# Dik Levy statement



## ham4mel (Jan 17, 2006)

Does the statement I rec'd that has a -1305 R mean that I owe this amt. or is it a credit?


----------



## EJC (Jan 17, 2006)

It should be a credit.  For example, my statement had a balance forward of -1392.50R.  The levy for Jan. 1, 2006 was 1309R.  My balance is -83.50R.....a credit.


----------



## DianeV (Jan 22, 2006)

Are they supposed to be deducting any credit from the next years amount or do they plan on carrying it plus any addl. forward every year?  Does anyone know?


----------



## PrairieGirl (Mar 1, 2006)

It has been my experience that they will carry the credit forward until you ask them to use it.  My credit was enough to pay my MF one year and I simply faxed and asked them to use it to pay the MF and bank my week.  No problem.  I don't see why you couldn't request that they apply the credit towards your MF and charge you the difference.
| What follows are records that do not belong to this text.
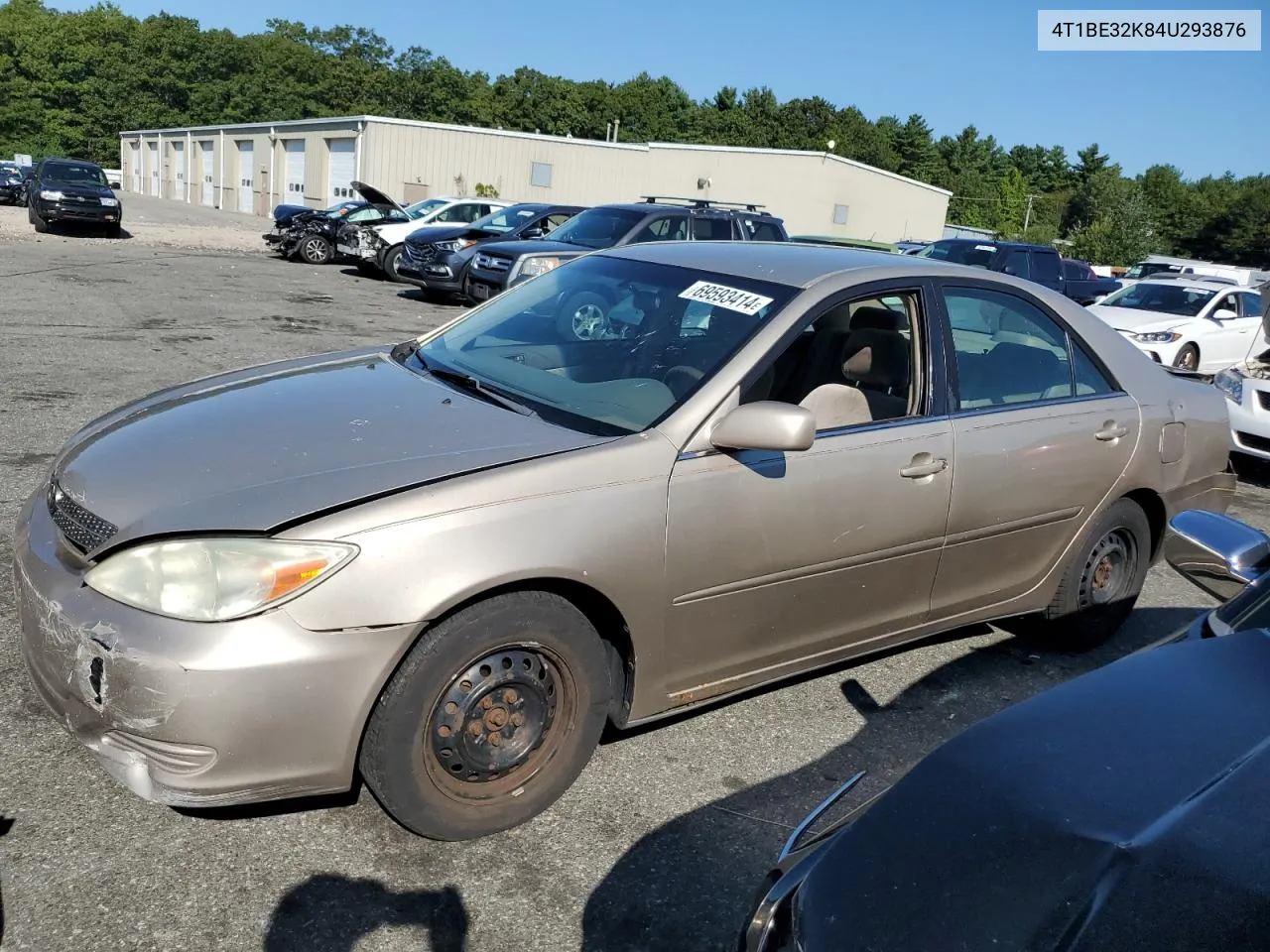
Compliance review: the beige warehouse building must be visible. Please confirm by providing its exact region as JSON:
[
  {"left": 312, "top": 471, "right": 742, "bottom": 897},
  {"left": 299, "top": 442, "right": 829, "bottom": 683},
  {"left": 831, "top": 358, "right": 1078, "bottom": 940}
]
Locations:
[{"left": 119, "top": 115, "right": 952, "bottom": 241}]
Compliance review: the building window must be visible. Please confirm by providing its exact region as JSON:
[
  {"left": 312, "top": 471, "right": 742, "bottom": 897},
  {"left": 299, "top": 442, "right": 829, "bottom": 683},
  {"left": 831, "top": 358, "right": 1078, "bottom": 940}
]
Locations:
[{"left": 530, "top": 163, "right": 552, "bottom": 187}]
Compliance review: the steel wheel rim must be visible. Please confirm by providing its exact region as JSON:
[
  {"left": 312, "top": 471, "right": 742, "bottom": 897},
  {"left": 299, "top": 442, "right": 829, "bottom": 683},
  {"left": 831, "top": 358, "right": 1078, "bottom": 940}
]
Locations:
[
  {"left": 305, "top": 237, "right": 326, "bottom": 262},
  {"left": 572, "top": 304, "right": 608, "bottom": 340},
  {"left": 422, "top": 645, "right": 575, "bottom": 802},
  {"left": 1080, "top": 528, "right": 1138, "bottom": 607}
]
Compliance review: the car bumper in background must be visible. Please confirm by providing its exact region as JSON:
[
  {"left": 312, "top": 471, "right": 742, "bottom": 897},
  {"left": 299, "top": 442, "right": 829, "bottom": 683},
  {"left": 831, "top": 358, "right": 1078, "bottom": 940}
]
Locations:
[{"left": 14, "top": 491, "right": 418, "bottom": 806}]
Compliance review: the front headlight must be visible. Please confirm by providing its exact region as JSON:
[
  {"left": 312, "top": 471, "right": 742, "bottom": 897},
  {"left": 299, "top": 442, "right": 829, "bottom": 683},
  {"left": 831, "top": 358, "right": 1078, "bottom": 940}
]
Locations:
[
  {"left": 1212, "top": 367, "right": 1243, "bottom": 404},
  {"left": 521, "top": 258, "right": 563, "bottom": 278},
  {"left": 437, "top": 239, "right": 476, "bottom": 251},
  {"left": 83, "top": 538, "right": 358, "bottom": 622}
]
I have always had the best luck using faxed communications rather than e-mail.

LeAnn


----------



## ira g (Mar 1, 2006)

*Credits*

We have owned at Dik for over 4 years and they have always taken off the credit balance against our MF. The problem is we always prepay next years fees which we did a few days ago. We paid 2007's fees (estimated) with an increase of about 10%. We are waiting to have our weeks banked with RCI.


----------